The role of protein kinase Cin retinal pigment epithelial cells.

• Project/Area Number: 05454476
• Research Category: Grant-in-Aid for General Scientific Research (B)
• Allocation Type: Single-year Grants
• Research Field: Ophthalmology
• Research Institution: Kyorin University
• Principal Investigator: HIRAKATA Akito KYORIN UNIV.Medical Dep. Assist. Prof., 医学部, 講師 (80173219)
• Co-Investigator(Kenkyū-buntansha): HIDA Tetsuo KYORIN UNIV.Medical Dep. Prof., 医学部, 教授 (40129622)

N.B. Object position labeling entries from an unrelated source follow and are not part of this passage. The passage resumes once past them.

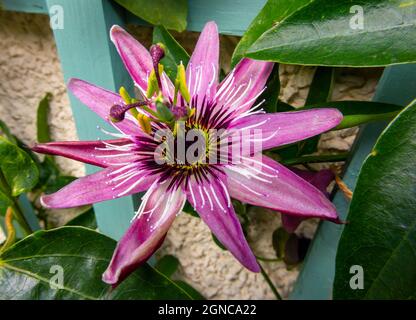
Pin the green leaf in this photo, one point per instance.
(42, 124)
(273, 12)
(360, 112)
(381, 234)
(279, 238)
(85, 219)
(190, 290)
(190, 210)
(5, 132)
(321, 86)
(56, 183)
(28, 268)
(5, 202)
(327, 33)
(19, 170)
(170, 14)
(167, 265)
(175, 53)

• Project Period (FY): 1993 – 1994
• Project Status: Completed (Fiscal Year 1994)
• Budget Amount: ¥6,600,000 (Direct Cost: ¥6,600,000); Fiscal Year 1994: ¥2,000,000 (Direct Cost: ¥2,000,000); Fiscal Year 1993: ¥4,600,000 (Direct Cost: ¥4,600,000)

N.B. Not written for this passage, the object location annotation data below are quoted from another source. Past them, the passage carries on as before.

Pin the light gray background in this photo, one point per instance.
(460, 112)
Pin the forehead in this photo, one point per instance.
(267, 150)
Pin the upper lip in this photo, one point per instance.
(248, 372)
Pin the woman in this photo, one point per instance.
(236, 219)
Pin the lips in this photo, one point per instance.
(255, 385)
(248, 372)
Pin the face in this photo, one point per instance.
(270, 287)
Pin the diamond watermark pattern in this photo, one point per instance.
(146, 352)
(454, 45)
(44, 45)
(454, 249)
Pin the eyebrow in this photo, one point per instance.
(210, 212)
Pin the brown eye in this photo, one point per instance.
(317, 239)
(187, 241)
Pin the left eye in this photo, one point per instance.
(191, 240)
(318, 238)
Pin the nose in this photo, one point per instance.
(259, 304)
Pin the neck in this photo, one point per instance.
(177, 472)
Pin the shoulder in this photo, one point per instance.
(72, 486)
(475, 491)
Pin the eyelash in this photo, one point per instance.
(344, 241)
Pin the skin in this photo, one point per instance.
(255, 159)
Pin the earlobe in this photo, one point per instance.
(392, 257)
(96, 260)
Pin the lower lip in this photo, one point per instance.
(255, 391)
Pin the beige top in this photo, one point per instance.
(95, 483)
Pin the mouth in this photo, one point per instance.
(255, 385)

• Keywords: retinal pigment epithelium / protein kinase C / phospholipase D / wound healing / staurosporine / H-7 / myristoylated PKC pseudosubstrate peptide / 創傷治癒 / STaurosporine / MyrisToylated PKC pseudosubsTraTe peptide / ホスホリパーゼC / アセチルコリン

Research Abstract

Protein kinase C (PKC) is a family of enzymes, which are calcium-and phospholipid-dependent and are activated by diacylglycerol. In the retinal pigment epithelial cell (RPE), the role of PKC is uncertain, while in other tissues it functions in cell surface signal transduction and is believed to mediate many cellular functions. The purposes of this study are (1) to examine the ability of PKC inhibitors and activators to influence the healing of wound closure in cultured human RPE (2) to examine the effect of PKC inhibitors on phospholipase C (PLC) and phospholipase D (PLD) in RPE.

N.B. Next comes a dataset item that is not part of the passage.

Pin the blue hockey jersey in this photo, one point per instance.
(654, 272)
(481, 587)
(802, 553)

(1) Cells in tissue culture are advantageous for evaluating the effects of drugs and enzyme inhibitors/activators under defined conditions. We have therefore developed a tissue culture assay for wound closure using human RPE.RPE defects, 2 mm in diameter, were produced in confluent cultures by freezing. The time course of wound closure was measured from phase-contrast photomicrographs. The changes of wound-surr ounding cells were examined using scanning electron microscopy. In control, the defect was 70% closed by one week, while in the presence of staurosporine (100 nM) or H-7 (100 uM) was minimal healing of the defect. Healing rates was similar to control RPE when the incubation media contained HA-1004 (100 uM), apotent inhibitor of c-AMP-and c-GMP-dependent protein kinases and a weak inhibitor of PKC that is structually similar to H-7. Following this results, we are going to examine the effect of a novel PKC inhibitor, myristoylated pseudosubstrate peptide. These results suggest that PKC activity is an important factor in regulating RPE migration/proliferation. (2) Muscarine receptors are present on human RPE,but the second messenger pathways elicited by activation of these receptors are incompletely understood. We examined the ability of acetylcholine to activate PLD in human RPE in vitro. Under physiological conditions, PLD catalyses hydrolysis of the terminal diester bond of phospholipids with the resultant formation of phosphatidic acid (PA). PA can then be hydrolyzed to 1,2-diacylglycerol, an important second messenger which activates PKC.We found that muscarine receptors are coupled to PLD in RPE in this study. Then, we heve a plan to examine the effect of PKC inhibitors on PLC and PLD coupled to muscarine receptors in cultured human RPE.